Os referidos guardas policiais entraram na loja para realizar uma investigação, tendo verificado dois homens, B (B) e C (C), um estava a remover os entulhos com uma pá de ferro e o outro estava a furar o chão com um berbequim eléctrico.
Na altura, B (B) e C (C) eram titulares dos passaportes da República Popular da China, permaneciam em Macau na qualidade de turista, com prazo válido para permanecer em Macau até 22 de Junho de 2008 e 17 de Agosto de 2007, respectivamente, e não possuíam qualquer documento legal que lhes permitiam trabalhar em Macau.
A obra de decoração da referida loja foi adjudicada ao arguido A (A).
Em 5 de Junho de 2008, o arguido contratou B (B) e C (C) para executar alguns projectos da obra de decoração da referida loja, com a condição de pagar-lhes, de uma só vez, um montante de MOP$2.800,00.
No processo de contratação, o arguido não exigiu a C (C) mostrar qualquer documento de identificação nem lhe perguntou se ele é residente de Macau, ignorando plenamente se ele possuía ou não condições legais para trabalhar em Macau.
Bem sabendo que tal contratação conduziria à consequência de contratar empregado ilegal, o arguido aceitou plenamente a ocorrência de tal facto.
O arguido, bem sabendo que B (B) é residente do interior da China e não era titular de algum dos documentos exigidos por lei que lhe permitia trabalhar em Macau, ainda o contratou.

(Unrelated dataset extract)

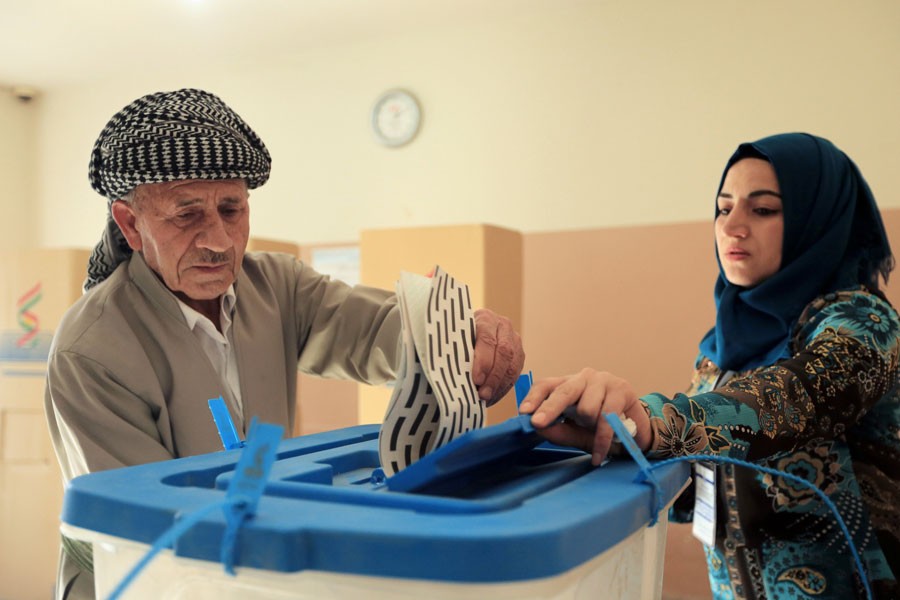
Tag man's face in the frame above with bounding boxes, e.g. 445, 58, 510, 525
112, 179, 250, 307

O arguido tinha contratado este operário para realizar outras obras de decoração.
O arguido agiu de forma voluntária, consciente e dolosa ao constituir relação de trabalho com os indivíduos que não possuem condições legais para trabalhar em Macau, bem sabendo que a sua conduta era proibida e punida por lei de Macau.
O arguido é empreiteiro de obras de decoração (responsável pelas obras de decoração), auferindo mensalmente cerca de MOP$50.000,00 a 60.000,00.
É casado, não tendo ninguém a seu cargo.
Tem como habilitações académicas o 11.º ano de escolaridade.
O arguido negou os factos imputados.
Conforme o CRC, o arguido é primário.”; (cfr., fls. 81-v a 82 e 114 a 116).
Do direito
3. Colhe-se do que até aqui se deixou relatado que o inconformismo do recorrente assenta na “decisão da matéria de facto”, pois que assaca à decisão recorrida – e tanto quanto se alcança da motivação, e conclusões apresentadas – o vício de “erro notório na apreciação da prova”.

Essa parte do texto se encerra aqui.